The IFAD-funded Mount Kenya East Pilot Project for Natural Resource Management (better known as MKEPP) helps groups like the Rumbia Women's Group strengthen and organize themselves for better water management. Since MKEPP began supporting the establishment of community-elected water users' associations, there is more clean water available, hygiene has improved and a long-term management plan is in place for most river basins. The associations monitor pollution levels in the rivers, rehabilitate irrigation schemes and plant trees and vegetation to protect riverbanks and natural springs. Without vegetation to protect the soil and prevent water from evaporating, springs progressively dry up and water sources that were once abundant and clean can no longer be used.

Mount Kenya is a vital resource. Known as the country's ‘largest water tower' it supplies water to the three million inhabitants of the nation's capital Nairobi, and two million people in surrounding rural areas. It helps generate 50 per cent of Kenya's hydropower.

Water for all

This year's World Water Day theme, ‘Water for Cities', highlights the intimate connection between resource management for rural and urban areas. The water that flows to cities originates in rural areas, and it is in rural areas that the critical work of protection and management of this essential resource is grounded.
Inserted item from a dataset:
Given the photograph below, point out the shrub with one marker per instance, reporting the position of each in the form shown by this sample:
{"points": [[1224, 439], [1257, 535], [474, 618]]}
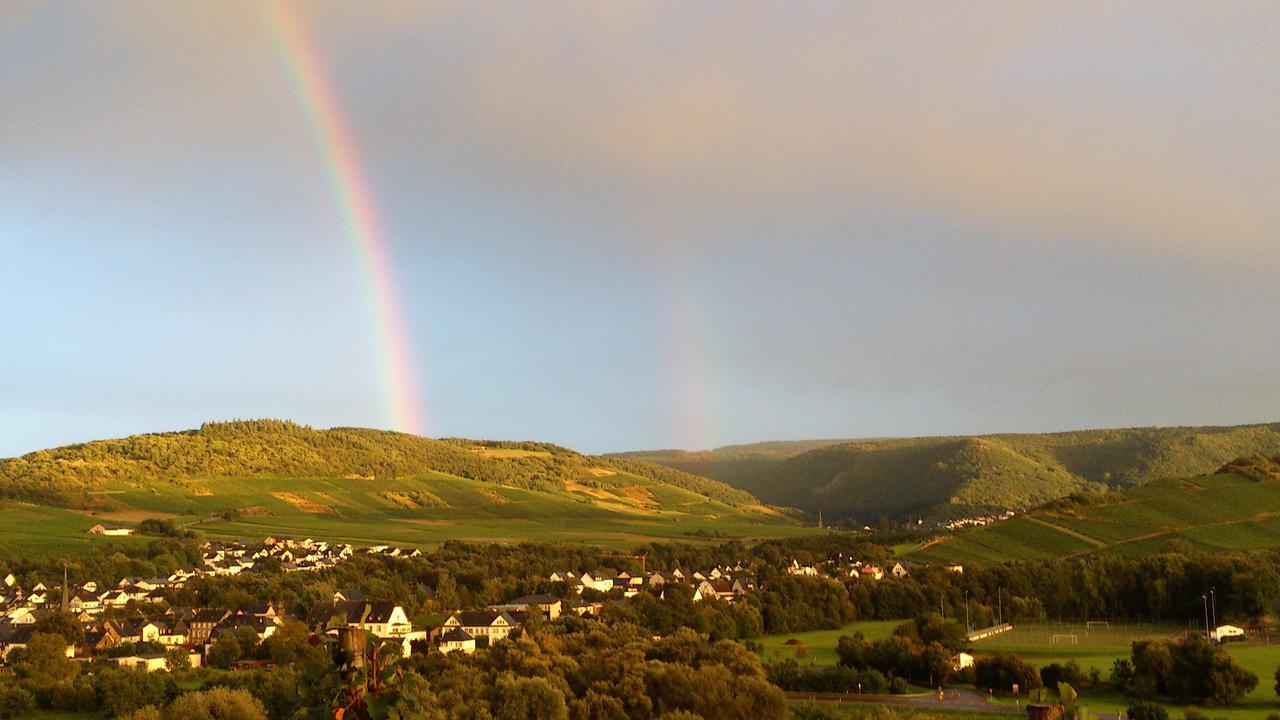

"All over the world, environmental degradation, population pressure and changes in climate are threatening the quantity and quality of available water. Springs, rivers and water basins often originating in remote areas provide water for agriculture, fisheries, hydroelectric power and industry, and also feed and power our cities," says Rudolph Cleveringa, Senior Technical Adviser for Rural Development, Water Management and Infrastructure at IFAD. "Water resources are under increasingly severe stress and competition because demand for water is growing in rich and poor societies alike."

At IFAD, we promote more sustainable and equitable water management practices. We support sustainable water management practices that are helping to halt or reverse declines in water availability and quality. We are part of a global community of practice encouraging multiple water use systems. These systems work to secure synergies in water use for different purposes, from different sources, by different people, at different times throughout the year.

Smallholder farmers not only play a major role as global food producers, they also manage ecosystems that others depend on too. "It is crucial that we help farmers use these natural assets sustainably," says Cleveringa.